Kurtuluş Demirbaş’ın gözaltına alınması, uluslararası basında da yankı buldu. Birçok gazeteci örgütü ve insan hakları savunucusu, Suudi Arabistan’ın basın özgürlüğüne yönelik bu tür eylemlerini kınadı. Türkiye, uluslararası platformlarda da konuyu gündeme getirerek Demirbaş’ın serbest bırakılması için diplomatik girişimlerde bulunuyor.
Cemal Kaşıkçı Cinayeti ve Suudi Arabistan’da Basın Özgürlüğü
Kurtuluş Demirbaş’ın gözaltına alınma gerekçesi olarak Cemal Kaşıkçı cinayetine ilişkin yaptığı açıklamalar gösteriliyor. Bu durum, Suudi Arabistan’ın basın özgürlüğü konusundaki tutumunu bir kez daha tartışmaya açtı. Kaşıkçı cinayeti, dünya genelinde büyük tepki toplamış ve Suudi Arabistan yönetimine yönelik eleştirileri artırmıştı.

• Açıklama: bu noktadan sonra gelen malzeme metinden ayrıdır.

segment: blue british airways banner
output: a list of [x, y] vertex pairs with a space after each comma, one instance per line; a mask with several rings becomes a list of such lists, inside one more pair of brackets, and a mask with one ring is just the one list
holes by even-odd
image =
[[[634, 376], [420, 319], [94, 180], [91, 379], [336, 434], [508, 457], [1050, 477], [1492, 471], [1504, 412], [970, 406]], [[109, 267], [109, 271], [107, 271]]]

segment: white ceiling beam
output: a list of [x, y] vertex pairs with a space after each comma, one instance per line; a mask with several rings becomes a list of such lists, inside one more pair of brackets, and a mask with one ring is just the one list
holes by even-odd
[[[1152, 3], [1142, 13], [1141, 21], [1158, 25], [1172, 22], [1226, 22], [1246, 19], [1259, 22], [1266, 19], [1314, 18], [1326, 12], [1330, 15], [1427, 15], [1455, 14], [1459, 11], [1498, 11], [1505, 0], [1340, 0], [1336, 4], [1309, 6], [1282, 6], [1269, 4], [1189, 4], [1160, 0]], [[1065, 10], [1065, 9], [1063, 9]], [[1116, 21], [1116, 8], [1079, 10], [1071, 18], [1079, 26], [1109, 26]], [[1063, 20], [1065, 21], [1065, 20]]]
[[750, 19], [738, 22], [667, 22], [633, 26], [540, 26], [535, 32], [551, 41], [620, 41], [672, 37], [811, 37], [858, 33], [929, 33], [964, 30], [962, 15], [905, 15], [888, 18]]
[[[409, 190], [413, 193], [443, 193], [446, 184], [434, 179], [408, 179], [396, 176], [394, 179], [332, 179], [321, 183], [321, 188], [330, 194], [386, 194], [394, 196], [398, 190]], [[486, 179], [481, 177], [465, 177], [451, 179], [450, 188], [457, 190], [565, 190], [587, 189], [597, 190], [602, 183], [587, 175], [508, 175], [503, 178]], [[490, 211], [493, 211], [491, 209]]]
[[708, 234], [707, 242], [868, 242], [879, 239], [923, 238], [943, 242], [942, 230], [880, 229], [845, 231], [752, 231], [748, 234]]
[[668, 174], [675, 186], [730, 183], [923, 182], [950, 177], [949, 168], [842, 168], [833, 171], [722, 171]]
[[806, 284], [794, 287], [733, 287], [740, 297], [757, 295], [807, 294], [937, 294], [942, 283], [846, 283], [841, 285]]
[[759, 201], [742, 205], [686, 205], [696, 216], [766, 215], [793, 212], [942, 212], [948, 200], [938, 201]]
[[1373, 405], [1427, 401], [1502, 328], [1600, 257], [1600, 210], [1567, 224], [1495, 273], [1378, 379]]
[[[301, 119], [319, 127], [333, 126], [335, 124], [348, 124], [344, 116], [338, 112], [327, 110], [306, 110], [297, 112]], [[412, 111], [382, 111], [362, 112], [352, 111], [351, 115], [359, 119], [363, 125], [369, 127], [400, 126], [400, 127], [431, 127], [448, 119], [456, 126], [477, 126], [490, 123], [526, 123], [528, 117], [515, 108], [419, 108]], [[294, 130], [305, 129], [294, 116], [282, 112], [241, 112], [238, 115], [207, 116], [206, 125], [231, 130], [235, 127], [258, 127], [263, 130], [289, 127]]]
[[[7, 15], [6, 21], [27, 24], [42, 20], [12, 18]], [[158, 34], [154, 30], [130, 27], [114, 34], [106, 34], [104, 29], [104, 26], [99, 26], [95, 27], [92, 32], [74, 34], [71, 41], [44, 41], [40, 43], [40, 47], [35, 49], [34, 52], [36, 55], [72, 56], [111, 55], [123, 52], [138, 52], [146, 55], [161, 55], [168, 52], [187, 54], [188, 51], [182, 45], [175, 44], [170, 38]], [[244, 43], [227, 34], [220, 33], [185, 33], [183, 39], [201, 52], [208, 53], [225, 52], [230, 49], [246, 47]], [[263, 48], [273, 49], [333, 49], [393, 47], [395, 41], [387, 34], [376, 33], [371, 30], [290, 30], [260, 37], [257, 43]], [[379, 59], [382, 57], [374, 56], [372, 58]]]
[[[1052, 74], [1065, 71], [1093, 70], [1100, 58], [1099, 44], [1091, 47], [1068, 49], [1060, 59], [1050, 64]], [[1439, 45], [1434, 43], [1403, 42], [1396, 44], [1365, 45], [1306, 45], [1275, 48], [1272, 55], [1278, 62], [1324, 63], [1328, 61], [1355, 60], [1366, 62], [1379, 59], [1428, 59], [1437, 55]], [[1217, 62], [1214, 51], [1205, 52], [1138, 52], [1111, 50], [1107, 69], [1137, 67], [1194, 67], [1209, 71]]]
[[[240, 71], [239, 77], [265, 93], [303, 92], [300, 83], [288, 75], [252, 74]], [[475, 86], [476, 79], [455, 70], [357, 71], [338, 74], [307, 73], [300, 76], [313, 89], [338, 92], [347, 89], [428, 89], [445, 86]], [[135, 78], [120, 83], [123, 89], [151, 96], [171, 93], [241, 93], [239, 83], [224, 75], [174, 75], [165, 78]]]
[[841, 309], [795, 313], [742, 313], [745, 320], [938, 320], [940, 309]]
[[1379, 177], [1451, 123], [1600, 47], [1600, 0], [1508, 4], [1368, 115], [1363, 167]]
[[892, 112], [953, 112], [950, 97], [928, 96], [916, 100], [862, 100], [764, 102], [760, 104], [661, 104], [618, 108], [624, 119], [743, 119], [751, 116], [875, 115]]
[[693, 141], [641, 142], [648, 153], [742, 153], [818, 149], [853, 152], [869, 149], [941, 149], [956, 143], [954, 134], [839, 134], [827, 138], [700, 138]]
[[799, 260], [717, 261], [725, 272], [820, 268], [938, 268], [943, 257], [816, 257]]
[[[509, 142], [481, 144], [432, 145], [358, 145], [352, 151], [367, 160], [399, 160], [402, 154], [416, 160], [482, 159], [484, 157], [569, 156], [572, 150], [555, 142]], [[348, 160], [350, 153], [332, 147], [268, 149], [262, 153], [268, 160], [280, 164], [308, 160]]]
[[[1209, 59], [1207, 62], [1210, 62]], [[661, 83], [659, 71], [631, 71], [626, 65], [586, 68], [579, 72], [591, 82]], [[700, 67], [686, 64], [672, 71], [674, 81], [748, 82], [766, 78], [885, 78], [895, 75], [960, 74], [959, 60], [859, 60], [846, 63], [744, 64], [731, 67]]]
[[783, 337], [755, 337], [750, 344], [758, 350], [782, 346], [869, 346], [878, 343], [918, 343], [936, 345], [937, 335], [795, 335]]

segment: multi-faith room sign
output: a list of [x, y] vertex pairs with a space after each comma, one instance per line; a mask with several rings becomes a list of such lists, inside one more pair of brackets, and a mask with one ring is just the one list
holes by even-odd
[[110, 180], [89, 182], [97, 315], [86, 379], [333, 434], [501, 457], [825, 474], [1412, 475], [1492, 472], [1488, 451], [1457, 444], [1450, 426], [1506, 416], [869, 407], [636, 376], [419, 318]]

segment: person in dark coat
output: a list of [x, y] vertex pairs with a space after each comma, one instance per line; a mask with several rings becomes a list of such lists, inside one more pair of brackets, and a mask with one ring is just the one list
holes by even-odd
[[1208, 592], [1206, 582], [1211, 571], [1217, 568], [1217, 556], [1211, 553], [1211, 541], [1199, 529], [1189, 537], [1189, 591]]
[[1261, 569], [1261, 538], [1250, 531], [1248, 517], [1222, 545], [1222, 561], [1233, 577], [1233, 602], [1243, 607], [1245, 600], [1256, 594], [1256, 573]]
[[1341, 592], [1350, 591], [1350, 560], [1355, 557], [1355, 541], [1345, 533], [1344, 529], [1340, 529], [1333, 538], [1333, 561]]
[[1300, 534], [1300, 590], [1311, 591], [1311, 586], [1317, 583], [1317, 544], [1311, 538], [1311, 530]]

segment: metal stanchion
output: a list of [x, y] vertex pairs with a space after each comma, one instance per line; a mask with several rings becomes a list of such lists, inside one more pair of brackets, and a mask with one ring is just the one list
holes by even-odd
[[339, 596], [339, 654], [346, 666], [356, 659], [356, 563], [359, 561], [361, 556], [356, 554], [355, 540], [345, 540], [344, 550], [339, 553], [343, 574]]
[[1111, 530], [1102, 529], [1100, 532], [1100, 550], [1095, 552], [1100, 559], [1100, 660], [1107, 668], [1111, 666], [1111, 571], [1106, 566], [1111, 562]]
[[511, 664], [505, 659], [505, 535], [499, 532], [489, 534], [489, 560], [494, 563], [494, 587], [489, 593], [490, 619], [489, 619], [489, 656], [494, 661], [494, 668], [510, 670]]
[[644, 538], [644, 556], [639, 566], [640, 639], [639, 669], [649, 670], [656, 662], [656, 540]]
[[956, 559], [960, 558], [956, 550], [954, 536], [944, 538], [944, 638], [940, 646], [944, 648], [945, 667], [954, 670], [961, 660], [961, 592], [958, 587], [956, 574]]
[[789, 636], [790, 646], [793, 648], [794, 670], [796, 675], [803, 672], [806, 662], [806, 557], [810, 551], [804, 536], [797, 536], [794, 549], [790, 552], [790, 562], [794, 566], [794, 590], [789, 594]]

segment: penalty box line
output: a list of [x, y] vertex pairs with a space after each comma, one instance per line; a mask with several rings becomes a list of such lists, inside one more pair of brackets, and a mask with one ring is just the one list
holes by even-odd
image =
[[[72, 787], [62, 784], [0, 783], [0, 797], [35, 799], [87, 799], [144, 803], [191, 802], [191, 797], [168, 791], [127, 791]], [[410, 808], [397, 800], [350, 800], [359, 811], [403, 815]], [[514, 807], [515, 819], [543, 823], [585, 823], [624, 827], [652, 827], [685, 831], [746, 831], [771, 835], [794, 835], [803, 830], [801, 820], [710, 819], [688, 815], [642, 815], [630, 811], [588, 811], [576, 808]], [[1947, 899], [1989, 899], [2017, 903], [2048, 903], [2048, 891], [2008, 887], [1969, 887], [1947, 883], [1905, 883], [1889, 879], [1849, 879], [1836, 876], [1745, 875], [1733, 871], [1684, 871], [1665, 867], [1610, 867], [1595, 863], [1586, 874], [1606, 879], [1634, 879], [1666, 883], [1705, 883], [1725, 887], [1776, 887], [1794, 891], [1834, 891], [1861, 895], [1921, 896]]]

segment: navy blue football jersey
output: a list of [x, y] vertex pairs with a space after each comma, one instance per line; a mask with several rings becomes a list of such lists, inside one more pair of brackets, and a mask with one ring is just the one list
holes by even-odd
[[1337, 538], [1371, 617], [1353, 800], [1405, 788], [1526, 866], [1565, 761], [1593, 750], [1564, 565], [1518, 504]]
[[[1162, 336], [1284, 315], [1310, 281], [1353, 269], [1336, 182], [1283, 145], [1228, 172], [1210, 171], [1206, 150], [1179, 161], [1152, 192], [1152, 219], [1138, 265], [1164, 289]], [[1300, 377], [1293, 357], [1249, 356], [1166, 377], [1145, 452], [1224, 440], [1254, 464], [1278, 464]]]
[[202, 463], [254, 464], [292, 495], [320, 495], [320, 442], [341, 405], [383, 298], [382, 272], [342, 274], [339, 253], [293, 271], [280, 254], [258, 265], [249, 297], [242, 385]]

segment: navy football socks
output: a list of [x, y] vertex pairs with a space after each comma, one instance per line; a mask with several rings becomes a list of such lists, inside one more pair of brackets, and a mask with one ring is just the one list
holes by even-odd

Türkiye, Kurtuluş Demirbaş’ın durumu hakkında bilgi almak ve gazetecinin serbest bırakılmasını sağlamak için Suudi Arabistan ile diplomatik temaslarını sürdürüyor. Olayın çözülmesi ve Demirbaş’ın güvenli bir şekilde Türkiye’ye dönmesi için yoğun çaba gösteriliyor. Basın özgürlüğü ve insan haklarına saygı konusunda uluslararası toplumun duyarlılığı, bu tür olayların tekrar yaşanmaması için önemli bir rol oynayacak.
Türkiye, basın özgürlüğüne yönelik bu tür ihlallerin takipçisi olacağını ve gazetecilerin güvenliğini sağlamak için gerekli adımları atacağını belirterek, uluslararası toplumu da bu konuda duyarlılığa davet ediyor.